Time always takes on a new meaning in the summer. The days
are longer, and somehow appear to be abundant when we stand at the first day of
June and look at the distant mark of the end of August. The truth is that these
long days and broad stretch are a trompe l’oeil
- summer’s irony of ironies is that there is never enough time, there
are never enough days to catch up with everything.
The days run ahead of you with assumptions of availability
for pieces that far outnumber the parts.
Three international festivals? Of course there will be time to participate
in these rare cultural activities and attend at least one event in each. Friends and relatives visiting from abroad?

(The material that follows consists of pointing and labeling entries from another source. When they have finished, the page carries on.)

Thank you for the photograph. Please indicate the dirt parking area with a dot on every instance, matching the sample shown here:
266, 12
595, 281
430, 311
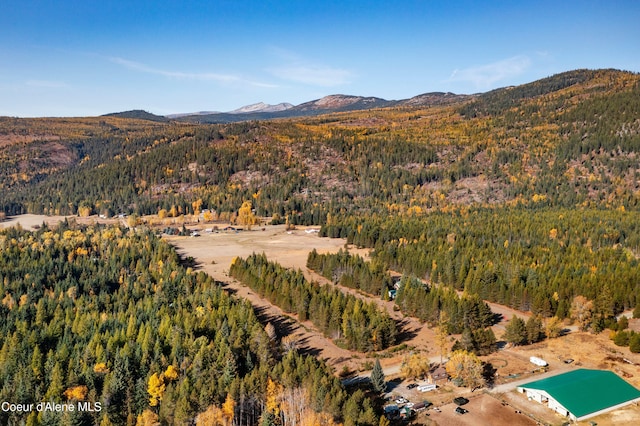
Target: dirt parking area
484, 410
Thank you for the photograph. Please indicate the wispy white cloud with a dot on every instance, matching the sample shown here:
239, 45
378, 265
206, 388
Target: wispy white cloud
485, 76
313, 75
221, 78
46, 84
297, 69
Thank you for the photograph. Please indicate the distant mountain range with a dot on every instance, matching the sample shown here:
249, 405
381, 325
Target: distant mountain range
327, 104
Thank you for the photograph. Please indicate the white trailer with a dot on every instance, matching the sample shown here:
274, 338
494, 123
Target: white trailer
538, 361
428, 387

How can you not find time to see them and catch up when they’ve traveled all
the way to Lebanon for such a short trip (and one day, I’ll figure out how they
manage to overlap their trips so well).
Postponed trips and home projects? Isn’t the summer a better time as it
gets so much busier in the fall? (The answer is no, by the way, but you ignore
that logic and push on.)
Yes, the summer is the sneakiest trick you play on yourself.

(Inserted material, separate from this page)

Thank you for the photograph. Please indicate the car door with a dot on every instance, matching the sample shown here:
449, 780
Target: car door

You beat yourself up for not making the most of the season to kick back and
relax (no doubt a throw away from the days of aimless school summer vacations),
while straining your schedule with all sorts of delicately dated events that
fit around festival calendars and travel schedules of others, not to mention
work deadlines that don’t get the memo to go away for the summer.
And so you arrive as we do now, at the start of August,
where suddenly the end of summer appears within sight, and you panic. First,
you panic at all the summer plans and promises that you still have not met,
then you panic that you’re going to slip back into the usual fall-winter race
without having filled up on summer rest.
One summer soon, I will manage to wear out my swimsuit in
one season as we used to so so many years ago. For now, I’ll practice the grand
summer tradition of hope, and look out at the season from inside my office
window as the inevitable thought slowly rises “Next summer, I’m going to …”
Summer is a sneaky trick, but luckily, we never learn.